The Puritans and other post-Reformation Reformed theologians have often been maligned as holding forth a cold and dry form of the Christian faith.  I believe it was Dr. Richard Muller who raised the question of what the opposite of “cold and dry” might be.  A warm and moist Christian faith?   

That popular caricature portrays the Puritans as fixated on the mind or on the Law.  They allegedly reduced the Christian faith to a matter of intellectual knowledge of doctrines laid out schematically or, even worse, to a matter of commandments to be obeyed legalistically.  If that’s your idea of Puritanism, then you need to have a look at this beautiful little book compiled by British pastor Tim Chester.

The bulk of Into His Presence consists of prayers originally written by Puritans, as well as prayers created by Chester out of Puritan sermons or books.  Besides prayers directly addressed to God, Chester has also included a number of meditational passages and poems.  Particularly noteworthy is the inclusion of a number of poems by Anne Bradstreet, a Puritan woman who immigrated to New England in 1630.  Other authors included are such notables as Thomas Watson, Isaac Ambrose, John Owen, and John Bunyan.

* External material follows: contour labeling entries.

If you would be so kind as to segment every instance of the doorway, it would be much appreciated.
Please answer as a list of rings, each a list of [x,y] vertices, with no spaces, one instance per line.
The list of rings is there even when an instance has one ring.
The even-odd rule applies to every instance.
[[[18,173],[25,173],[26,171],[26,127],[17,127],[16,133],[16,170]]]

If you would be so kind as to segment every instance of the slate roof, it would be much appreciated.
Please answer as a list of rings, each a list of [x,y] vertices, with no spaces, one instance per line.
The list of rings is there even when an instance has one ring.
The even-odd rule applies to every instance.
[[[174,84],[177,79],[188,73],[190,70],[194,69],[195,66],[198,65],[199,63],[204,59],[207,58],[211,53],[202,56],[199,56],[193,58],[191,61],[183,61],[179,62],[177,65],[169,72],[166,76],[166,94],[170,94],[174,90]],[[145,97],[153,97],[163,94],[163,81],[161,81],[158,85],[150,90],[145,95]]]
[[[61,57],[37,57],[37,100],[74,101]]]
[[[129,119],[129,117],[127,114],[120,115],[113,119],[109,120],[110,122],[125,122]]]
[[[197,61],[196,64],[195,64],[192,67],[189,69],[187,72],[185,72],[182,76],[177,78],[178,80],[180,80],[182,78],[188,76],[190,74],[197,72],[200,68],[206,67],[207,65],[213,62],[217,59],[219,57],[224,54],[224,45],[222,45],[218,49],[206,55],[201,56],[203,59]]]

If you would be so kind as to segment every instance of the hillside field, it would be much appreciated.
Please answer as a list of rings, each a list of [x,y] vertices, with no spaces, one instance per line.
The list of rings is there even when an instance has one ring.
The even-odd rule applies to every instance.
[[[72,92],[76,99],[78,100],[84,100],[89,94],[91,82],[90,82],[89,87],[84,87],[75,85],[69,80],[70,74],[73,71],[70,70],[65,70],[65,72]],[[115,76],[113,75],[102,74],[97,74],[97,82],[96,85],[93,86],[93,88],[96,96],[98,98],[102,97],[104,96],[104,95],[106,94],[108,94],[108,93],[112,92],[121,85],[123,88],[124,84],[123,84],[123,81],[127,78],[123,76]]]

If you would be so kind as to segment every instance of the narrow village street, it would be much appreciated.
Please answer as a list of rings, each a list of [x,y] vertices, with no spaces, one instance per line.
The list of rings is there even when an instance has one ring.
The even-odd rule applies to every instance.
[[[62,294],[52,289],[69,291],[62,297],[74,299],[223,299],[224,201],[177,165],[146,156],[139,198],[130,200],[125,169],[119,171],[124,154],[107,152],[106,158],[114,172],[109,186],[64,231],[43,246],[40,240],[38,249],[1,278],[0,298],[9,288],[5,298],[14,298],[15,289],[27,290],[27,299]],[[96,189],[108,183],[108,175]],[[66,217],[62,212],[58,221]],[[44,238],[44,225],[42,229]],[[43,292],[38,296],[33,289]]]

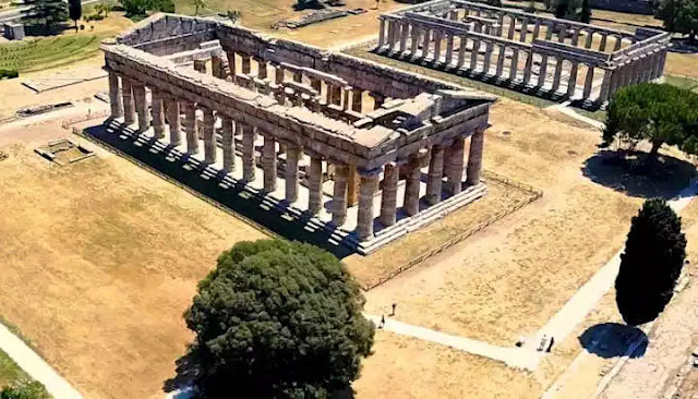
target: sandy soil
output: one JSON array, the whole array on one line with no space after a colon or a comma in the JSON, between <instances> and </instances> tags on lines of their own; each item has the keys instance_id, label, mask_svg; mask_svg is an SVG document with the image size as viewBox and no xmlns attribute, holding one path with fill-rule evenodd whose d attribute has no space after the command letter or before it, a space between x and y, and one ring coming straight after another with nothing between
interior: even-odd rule
<instances>
[{"instance_id":1,"label":"sandy soil","mask_svg":"<svg viewBox=\"0 0 698 399\"><path fill-rule=\"evenodd\" d=\"M161 397L191 340L181 315L196 282L220 251L263 234L99 148L50 164L33 153L46 130L64 135L2 132L22 140L0 162L0 313L85 397Z\"/></svg>"}]
</instances>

There are over 80 prayers, meditations and poems.  Some of the categories include:

  • Prayers of Dependence on the Spirit
  • Prayers of Confession
  • Prayers for Times of Temptation
  • Prayers for the Lost
  • Prayers for Morning and Evening

Chester has modernized all the English so it’s easily understood.  At the end of the book he provides biographies of each Puritan included, as well as a listing of all the sources.  There’s another popular collection of Puritan prayers, The Valley of Vision.  Unfortunately, the compiler of that one (Arthur Bennett) didn’t include the sources and, as it turns out, some of his “Puritan prayers” were actually self-composed.  So I appreciate Chester going to the trouble of listing all his sources.

There are two things I really appreciate about these devotional writings. 

It’s sometimes been said that our language of prayer has become disrespectful, especially after we gave up the use of “Thee, Thou, etc.”  I defy anyone to read these prayers, written in modern English, and tell me they aren’t baptized with an absolutely holy reverence for God.  While they’re intimate and hearty, at the same time they’re also deeply conscious of God’s transcendent majesty.  This book aptly illustrates how to hold both of those things together in our prayers.

Charles Spurgeon once said that if you were to cut a Puritan, he would bleed ‘bibline.’  The Puritans were people of the Bible – it ran in their veins.  The Bible shaped their prayers – and that’s beautifully evidenced in this book.  The prayers from Matthew Henry provide the biblical references – but that doesn’t mean the other ones aren’t influenced by Scripture.  Take this example from the beginning of a mealtime prayer from Lewis Bayly: “O eternal God, in whom we live and move and have our being…”  He’s quoting Acts 17:28.  If you want to learn better how to incorporate God’s Word into your prayers, study the Puritans.

Tim Chester’s goal is to have this little devotional book serve as a gateway to other Puritan writings.  I can’t think of a better on-ramp to some of the best Christian authors in history.  Into His Presence would make a wonderful gift for professions of faith, graduations, or other special events.